Hello, I'm a new(ish) gardener looking for help with what to do next in my vegetable growing process. I'm in zone 6a. In order the pictures are of my 1. green beans, 2. Summer squash, 3. Tomatoes, 4. Cucumber seedlings. They are starting to get big with some true leaves coming through. I'm wondering when/if I should thin them out? Should I attempt to pull them apart and pot up all of them? I started these all about 2 weeks ago so I'm scared they're still too fragile but they are already pretty big (for reference these are 8inch pots). Any advice/tips would be helpful!
by Secure-Vegetable-309

3 Comments
Your cucumber and squash really should have probably be directly sown into the ground. And because of how easy they grow/germinate, I would say only one to two per cell/container. The tomatoes, I regularly grow more than three in the same cell but I thin down to one or two and then plant them into the ground. Im no professional, sometimes it works for me and sometimes it doesnt.
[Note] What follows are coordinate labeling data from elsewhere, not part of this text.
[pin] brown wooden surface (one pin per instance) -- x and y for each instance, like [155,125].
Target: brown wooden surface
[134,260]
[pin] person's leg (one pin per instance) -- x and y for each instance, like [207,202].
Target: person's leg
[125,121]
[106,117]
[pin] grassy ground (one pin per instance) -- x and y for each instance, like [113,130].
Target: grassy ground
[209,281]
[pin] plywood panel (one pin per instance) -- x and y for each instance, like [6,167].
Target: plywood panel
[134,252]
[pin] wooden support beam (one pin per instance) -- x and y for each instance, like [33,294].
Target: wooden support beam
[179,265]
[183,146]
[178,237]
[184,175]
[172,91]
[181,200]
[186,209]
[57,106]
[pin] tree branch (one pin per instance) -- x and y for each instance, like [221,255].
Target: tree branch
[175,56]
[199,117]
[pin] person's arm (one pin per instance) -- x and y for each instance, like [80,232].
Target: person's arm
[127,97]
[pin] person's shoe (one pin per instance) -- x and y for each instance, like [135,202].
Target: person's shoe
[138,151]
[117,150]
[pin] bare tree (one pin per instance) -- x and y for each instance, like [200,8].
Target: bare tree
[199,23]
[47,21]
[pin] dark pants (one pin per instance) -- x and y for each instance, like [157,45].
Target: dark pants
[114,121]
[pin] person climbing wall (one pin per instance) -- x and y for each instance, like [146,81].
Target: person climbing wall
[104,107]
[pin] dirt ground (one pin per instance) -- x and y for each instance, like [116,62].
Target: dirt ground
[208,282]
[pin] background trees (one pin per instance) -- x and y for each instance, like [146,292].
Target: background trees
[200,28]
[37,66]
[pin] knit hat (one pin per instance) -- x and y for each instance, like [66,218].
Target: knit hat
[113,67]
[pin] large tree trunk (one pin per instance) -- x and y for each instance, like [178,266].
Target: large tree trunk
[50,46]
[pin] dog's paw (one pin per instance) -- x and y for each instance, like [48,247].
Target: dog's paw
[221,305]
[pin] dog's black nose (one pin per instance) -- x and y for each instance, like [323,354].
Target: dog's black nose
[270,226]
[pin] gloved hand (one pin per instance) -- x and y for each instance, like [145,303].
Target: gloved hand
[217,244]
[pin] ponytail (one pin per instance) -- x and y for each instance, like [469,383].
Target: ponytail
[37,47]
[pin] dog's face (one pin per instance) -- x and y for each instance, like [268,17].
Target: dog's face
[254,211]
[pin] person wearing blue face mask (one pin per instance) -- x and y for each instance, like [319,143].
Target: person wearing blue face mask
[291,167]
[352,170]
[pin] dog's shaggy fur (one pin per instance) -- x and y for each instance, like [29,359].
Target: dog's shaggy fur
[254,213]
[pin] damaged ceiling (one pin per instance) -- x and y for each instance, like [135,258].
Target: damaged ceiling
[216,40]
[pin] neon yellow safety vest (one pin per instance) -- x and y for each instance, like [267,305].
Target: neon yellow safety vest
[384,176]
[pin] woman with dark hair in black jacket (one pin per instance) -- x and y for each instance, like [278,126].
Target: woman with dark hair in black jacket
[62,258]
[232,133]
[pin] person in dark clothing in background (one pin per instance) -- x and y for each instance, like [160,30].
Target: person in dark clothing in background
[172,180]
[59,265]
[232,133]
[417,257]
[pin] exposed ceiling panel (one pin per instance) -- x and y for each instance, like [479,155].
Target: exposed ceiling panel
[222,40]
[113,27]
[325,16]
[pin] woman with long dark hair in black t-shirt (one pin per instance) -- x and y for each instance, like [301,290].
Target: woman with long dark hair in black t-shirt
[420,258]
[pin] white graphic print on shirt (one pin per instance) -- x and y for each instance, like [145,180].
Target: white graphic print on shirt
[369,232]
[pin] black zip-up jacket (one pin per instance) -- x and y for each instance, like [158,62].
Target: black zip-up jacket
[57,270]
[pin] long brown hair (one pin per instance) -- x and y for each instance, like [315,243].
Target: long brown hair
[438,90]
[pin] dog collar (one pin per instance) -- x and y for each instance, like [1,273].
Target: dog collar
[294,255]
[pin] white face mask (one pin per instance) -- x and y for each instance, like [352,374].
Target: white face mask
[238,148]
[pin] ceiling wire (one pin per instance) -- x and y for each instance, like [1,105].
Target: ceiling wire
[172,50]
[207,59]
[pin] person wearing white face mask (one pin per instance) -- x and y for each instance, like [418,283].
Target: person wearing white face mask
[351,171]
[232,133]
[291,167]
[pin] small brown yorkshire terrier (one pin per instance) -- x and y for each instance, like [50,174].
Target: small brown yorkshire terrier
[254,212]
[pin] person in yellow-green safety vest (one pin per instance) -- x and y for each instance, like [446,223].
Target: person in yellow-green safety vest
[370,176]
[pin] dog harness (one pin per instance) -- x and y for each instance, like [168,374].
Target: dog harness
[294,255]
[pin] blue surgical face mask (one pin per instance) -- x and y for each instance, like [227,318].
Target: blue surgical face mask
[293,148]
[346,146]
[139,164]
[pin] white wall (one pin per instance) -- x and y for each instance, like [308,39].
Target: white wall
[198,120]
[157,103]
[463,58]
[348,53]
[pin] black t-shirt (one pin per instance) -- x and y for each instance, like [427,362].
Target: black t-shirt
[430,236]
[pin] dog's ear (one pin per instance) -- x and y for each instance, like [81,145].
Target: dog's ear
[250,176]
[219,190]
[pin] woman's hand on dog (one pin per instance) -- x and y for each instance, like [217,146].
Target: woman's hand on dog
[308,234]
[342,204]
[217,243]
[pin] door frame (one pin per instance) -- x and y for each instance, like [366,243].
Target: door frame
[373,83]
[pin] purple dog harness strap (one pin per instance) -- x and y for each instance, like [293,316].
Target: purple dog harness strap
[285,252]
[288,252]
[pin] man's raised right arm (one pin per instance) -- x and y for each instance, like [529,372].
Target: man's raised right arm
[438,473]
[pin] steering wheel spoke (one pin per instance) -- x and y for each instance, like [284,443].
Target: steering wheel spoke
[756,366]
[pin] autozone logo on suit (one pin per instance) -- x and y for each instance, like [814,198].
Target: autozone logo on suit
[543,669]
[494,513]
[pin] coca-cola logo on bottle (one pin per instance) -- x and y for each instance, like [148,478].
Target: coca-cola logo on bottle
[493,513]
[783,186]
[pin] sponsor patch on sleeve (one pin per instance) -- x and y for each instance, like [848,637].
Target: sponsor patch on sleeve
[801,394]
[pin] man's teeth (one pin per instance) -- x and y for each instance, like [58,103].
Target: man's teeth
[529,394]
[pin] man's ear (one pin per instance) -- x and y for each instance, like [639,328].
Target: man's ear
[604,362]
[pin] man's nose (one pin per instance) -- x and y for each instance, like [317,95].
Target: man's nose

Setting aside that you’re a little early with the cucumbers, beans and squash …
Germination rates tend to be high with all these types of veggies, so in the future you only need 1 or 2 seeds per pot. Just use more pots rather than lots of seeds in one pot.
Tomatoes are resilient. You can probably separate some of them gently and pot up. Just go slow.
Beans, it depends. If they are bush type, you can try to split them and they might come apart depending on how they rooted. If they are pole beans, just leave them all together and pot up for now. Pole beans don’t mind neighbors and will beneficially climb on each other.
The squash and cukes won’t divide well. You may just have to thin them and pot up until your weather is good enough to put them outside. Cukes will probably do ok if you train them upright but squash wants to sprawl so it’s a tough one to grow inside.
Good luck! They look like healthy starts.
If anything I would try to prick out the tomatoes into their own smaller containers. The big boys I would wait to sow until I could plant them wherever they’re gonna live (or at most 2-3 weeks before last frost date). They tend to grow quickly and readily once in soil and can overtake seedling pots quite rapidly. They also tend to be more finicky with transplanting (it’s definitely possible, but I’ve never tried it) and ultimately may not set fruit any earlier than if they were just sown directly (cold ground and transplant shock will set them back).